Francois Du Bois, ‘Harassment: A Wrong Without a Right?’

Abstract:
The statutory tort of harassment has emerged as a wrong of astonishing versatility, often providing claimants with a way round the strict requirements of the common law torts as well as the more targeted rules contained in anti-discrimination legislation. This is no accident. The Protection from Harassment Act 1997 (PHA) was enacted with the specific purpose of creating a wrong that could be committed regardless of whether an existing right was being infringed, attacked or even threatened. Yet the central feature of the common law of torts has long been that he wrongfulness of an act turns on whether it has infringed an interest sufficiently important to be the object of an individual right. Does this modern home-grown equivalent of the Roman delict of iniuria therefore compromise the integrity of tort law?

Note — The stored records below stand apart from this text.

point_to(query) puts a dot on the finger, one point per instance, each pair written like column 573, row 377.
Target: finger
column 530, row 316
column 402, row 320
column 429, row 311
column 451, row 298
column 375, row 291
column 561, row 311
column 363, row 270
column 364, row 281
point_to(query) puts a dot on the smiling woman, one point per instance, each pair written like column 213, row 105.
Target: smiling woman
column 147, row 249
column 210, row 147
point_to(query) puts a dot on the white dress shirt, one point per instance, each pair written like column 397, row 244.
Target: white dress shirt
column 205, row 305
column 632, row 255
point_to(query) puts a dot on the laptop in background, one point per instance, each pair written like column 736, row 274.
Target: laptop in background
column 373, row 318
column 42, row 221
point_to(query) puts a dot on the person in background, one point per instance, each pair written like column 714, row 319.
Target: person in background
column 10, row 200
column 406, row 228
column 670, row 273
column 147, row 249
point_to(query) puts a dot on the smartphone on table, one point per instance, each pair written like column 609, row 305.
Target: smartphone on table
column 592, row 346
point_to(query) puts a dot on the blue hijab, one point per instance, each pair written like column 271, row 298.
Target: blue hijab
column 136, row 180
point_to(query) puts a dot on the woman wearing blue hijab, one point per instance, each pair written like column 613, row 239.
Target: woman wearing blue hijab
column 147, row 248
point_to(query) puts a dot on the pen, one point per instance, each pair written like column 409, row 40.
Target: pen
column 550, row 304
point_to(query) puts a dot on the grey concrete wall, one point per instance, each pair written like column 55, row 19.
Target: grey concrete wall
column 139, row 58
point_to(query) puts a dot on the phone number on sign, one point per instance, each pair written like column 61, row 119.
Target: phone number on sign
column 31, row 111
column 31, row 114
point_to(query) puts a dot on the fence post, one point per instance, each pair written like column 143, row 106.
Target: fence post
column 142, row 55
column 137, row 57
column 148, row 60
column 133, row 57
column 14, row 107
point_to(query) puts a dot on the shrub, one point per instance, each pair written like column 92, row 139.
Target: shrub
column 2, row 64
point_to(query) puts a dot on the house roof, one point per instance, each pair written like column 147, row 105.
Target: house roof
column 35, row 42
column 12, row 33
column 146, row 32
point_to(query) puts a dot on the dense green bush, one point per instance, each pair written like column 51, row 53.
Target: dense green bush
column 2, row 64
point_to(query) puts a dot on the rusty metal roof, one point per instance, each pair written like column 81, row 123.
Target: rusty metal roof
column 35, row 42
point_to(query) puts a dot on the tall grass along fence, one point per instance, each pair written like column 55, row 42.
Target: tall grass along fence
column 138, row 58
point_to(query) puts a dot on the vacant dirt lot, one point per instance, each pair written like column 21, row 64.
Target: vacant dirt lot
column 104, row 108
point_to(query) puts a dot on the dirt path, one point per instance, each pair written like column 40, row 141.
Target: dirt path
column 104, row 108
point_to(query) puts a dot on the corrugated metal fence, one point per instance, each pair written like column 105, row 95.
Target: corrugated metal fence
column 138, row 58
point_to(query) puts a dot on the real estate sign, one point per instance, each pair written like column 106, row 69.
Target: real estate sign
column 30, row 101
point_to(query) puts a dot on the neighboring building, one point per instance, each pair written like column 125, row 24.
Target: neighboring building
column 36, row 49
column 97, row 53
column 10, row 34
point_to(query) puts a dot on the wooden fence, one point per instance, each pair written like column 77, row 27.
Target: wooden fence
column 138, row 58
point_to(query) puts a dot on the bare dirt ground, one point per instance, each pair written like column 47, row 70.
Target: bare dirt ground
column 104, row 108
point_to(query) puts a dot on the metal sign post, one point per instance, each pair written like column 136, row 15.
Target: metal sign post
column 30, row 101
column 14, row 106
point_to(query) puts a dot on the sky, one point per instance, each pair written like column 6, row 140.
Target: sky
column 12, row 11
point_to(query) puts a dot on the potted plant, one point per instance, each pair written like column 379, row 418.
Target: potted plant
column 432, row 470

This paper shows that harassment law, as crafted jointly by Parliament and the courts, distinguishes among harms on the basis of whether they result from a targeted reprehensible flouting of ‘civility rules’. Only courses of action that pass this test constitute harassment. It argues that this represents a viable alternative to the standard rights-based approach of the common law torts. Harassment is concerned with duties of manner, a species of duties which not only can be distinguished from rights-based duties, but in this instance also should be kept separate from rights. The rights-based approach ensures that the common law of tort complies with the Harm Principle, but this is not the only way in which compliance can be secured. Robert Audi’s discussion of a ‘wrong within a right’ helps both to highlight why it is vital to maintain the distinctive conceptual content of the notion of a right and to illustrate the possibility of wrongs which do not consist in violations of rights. The PHA’s core concern is the manner in which people exercise what one might call their residual general right to freedom of action and self-actualization – the freedom that is left over after due account has been taken of the obligations imposed by the rights of others. The civility rules by means of which the courts pursue this concern are, like the duties of friendship, special claims generated by a relationship involving mutual commitment and concern. They reflect justified expectations arising from the bonds of ‘civic friendship’ about the manner in which members of society are to exercise this residual general right. A violation of such expectations is wrong even though it takes place ‘within’ this right.

This relationship between harassment and civility rules affirms the parallel with the Roman delict of iniuria. The paper concludes that this connection with the civilian tradition is interesting in its own right, but also, and importantly, means that the PHA is a valuable element in the approximation of English and Scots law to the protection of dignity as foreseen in the Principles of European Tort Law and the Draft Common Frame of Reference.

Du Bois, Francois, Harassment: A Wrong Without a Right? (January 9, 2013). Eric Descheemaeker & Helen Scott (eds.) Iniuria and the Common Law (Oxford, Hart Publishing: 2013), Forthcoming.